Dear Readers,
Firstly, as always thank you for joining us here again, a fortnight from when you last heard from us here in the garden at Moorfield where we’ve been very busy as Spring kicks off!
Just a quick note to say that here you will find our usual Garden Journal entry and In Garden News after the journal entry but something a little new, and a little bit exciting for us, is our first instalment of Moorfield TV!
We’ve chosen to begin with a few rose pruning videos for your viewing pleasure. These can be found on the top navigation bar of the homepage under Moorfield TV, and also as links below in the ROSE GARDEN section of In Garden News and HERE.
Hugo is helping me capture these videos going forward but this weeks footage is all me so excuse the less professional footage for now, rather this than not capture anything and miss the rose pruning window altogether. Beyond these first pruning videos, Moorfield TV will host garden video how-to’s, as well as garden walks and garden talks, between Hugo and I, and Q&A’s where you can ask us anything, so essentially a more intimate and personal approach to the Garden at Moorfield and Little Oak stories, and I am sure this offering will expand as the garden does.
So without further ado back to regualr programming, we hope you enjoy this weeks journal and these new additions. Happy Spring to all our fellow Southern Hemisphere dwellers and to our northern gardening friends, enjoy the beginning of your Autumn.
Pip and Hugo xo
“In Spring at the end of the day you should smell like dirt” - Margaret Atwood
I am out at dusk in the garden, covered in soil and smelling of seaweed solution and earth, it has caked under my nails and into the fine ridges of my hands. The air is more mild than it has been in months and it feels the daily ritual of the growing seasons has begun already and winter has barely bid us farewell.
Spring, a welcome friend, has only just arrived, we are so excited she’s here with all her promise and vigour to lift us from our winter slumps.

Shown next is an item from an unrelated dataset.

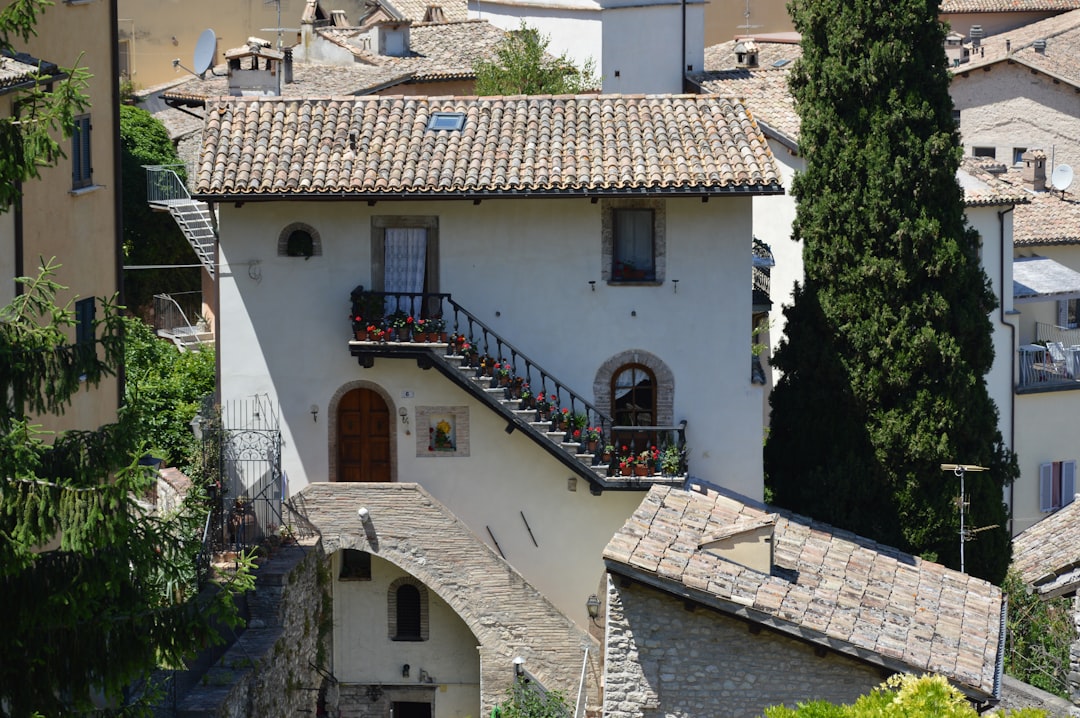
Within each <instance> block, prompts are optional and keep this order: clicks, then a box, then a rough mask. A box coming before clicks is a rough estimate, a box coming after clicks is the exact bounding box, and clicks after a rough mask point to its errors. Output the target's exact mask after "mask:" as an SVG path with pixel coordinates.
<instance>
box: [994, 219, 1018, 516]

Days that had begun to feel heavy and as if I was having to drag each one of them to their end, slowly stretch out like a cat in the sun and seep into the time allowed for the night. I steal every second the new season sun hangs that little bit longer in the sky.
I relish every moment of these first heady days of spring. I feel the same surge of energy through me that the land feels and despite being forced to move more slowly, more deliberately, due to the dubious knee with the worst timing, I still get through jobs. The jobs that can begin to pile up quickly as the soil warms and the garden wakes from it’s dormancy, groggy and paced at first and then suddenly, exploding into rampant expansion…….saplings into small trees, shoots into knee high verdance, buds into leaves, leaves into full canopies, flowers into full size fruit.
Time seems to hold new count, shorter seconds, briefer hours and thrusts itself upon all your best intentions as abundance accelerates and life bursts forth with such impatience and bulges over, forced from every tip and every surface, the days seem to vibrate and we gardener’s, scramble and scurry between tasks.